配管用ベンダーは、パイプを掴む際に使用するほか、曲げ加工にも使用する道具です。別名チューブベンダーとも呼ばれており、水道管や空調配管、ガス管などの金属管を使う現場で欠かせない道具です。
てこの原理によって大きな力を加えなくても簡単かつ正確に金属管を曲げることができます。曲げ半径を小さくすることができるので、見た目もきれいな仕上がりになる点がベンダーを使用する大きなメリットです。商品を選ぶ際は、低コストで購入しやすい手動式以外に、硬いパイプや太いパイプでも力が強い電動式や油圧式もあるので、用途に合わせた製品を中心に検討しましょう。
ただし、パイプとベンダーのサイズが合っているほうが効率良く曲げられるので、サイズ感を重視することが大切です。
 

まとめ

配管工事に使用する道具は種類が豊富ですが、今回ご紹介した10種類の道具は、配管工事に必須なので確実に買いそろえることをおすすめします。
そのうえで、必要に応じて買い足していきましょう。配管工事の受注数が増えると、各種道具の使用頻度も必然的に増えていきます。よく使う道具はサイズや材質が異なるものを購入しておくと、スムーズに作業することが可能です。
購入した道具は、長く使用できるように定期的なメンテナンスも忘れずに行いましょう。
 

配管工具に必要な道具についてよくある質問

Q:配管工事の道具を選ぶときのポイントは?

A:配管工事は水に濡れやすい場所で作業することが多いため、道具が錆びやすいデメリットがあります。道具を選ぶ際は、防水性能の高さや防錆加工などを目安にしつつ必要なものを買い揃えましょう。使用頻度が高い道具は劣化するスピードが早まりやすいので、耐久性の高さも考慮する必要があります。とりあえず必要な工具を一通り揃えたいということであれば、プロ用の配管工具セットも販売されているのでチェックしてみましょう。
 

Q:今回取り上げた道具のうち、特に使用頻度の高い道具は何ですか?

A:どのような現場でも、スケールとドライバーは必ず使用します。見積書の作成や資材を注文するために現場でスケールを使って測定する機会は多く、ドライバーは配管工事以外に止水栓の操作や器具の付け外しにも使います。どちらも使用頻度が高いだけに、作業性が高い製品を選ぶことが大切です。

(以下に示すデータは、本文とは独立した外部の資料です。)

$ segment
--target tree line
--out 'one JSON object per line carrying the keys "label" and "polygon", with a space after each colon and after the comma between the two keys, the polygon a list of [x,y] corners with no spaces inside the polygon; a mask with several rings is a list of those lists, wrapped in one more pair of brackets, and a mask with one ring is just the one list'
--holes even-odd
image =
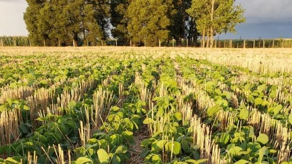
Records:
{"label": "tree line", "polygon": [[245,21],[234,0],[26,0],[29,37],[96,44],[110,37],[138,45],[161,40],[196,41],[212,47],[217,35]]}

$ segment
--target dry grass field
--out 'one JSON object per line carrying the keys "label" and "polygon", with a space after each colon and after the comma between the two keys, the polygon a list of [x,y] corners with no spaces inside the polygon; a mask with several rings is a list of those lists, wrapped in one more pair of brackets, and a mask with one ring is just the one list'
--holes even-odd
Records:
{"label": "dry grass field", "polygon": [[0,164],[291,164],[292,49],[0,47]]}

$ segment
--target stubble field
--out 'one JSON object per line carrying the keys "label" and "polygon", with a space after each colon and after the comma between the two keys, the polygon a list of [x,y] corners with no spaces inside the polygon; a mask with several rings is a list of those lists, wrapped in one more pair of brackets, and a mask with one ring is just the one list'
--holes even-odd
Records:
{"label": "stubble field", "polygon": [[0,48],[0,164],[291,164],[292,49]]}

スケールはテープが厚く折れにくい製品、ドライバーは手に馴染みやすい製品を選ぶとよいでしょう。
 

Q:今回紹介した10選以外に用意しておきたい道具はありますか?

A:ボルトやナットを回すラチェットレンチは用意しておきたいところです。モンキーレンチやプライヤーでは届かない場所や狭い場所では、ラチェット機構の付いた薄型のラチェットレンチが重宝します。また、修理やメンテナンスを依頼された場合は、光の届きにくい箇所で作業するケースもあるため、懐中電灯は常に持ち歩くことをおすすめします。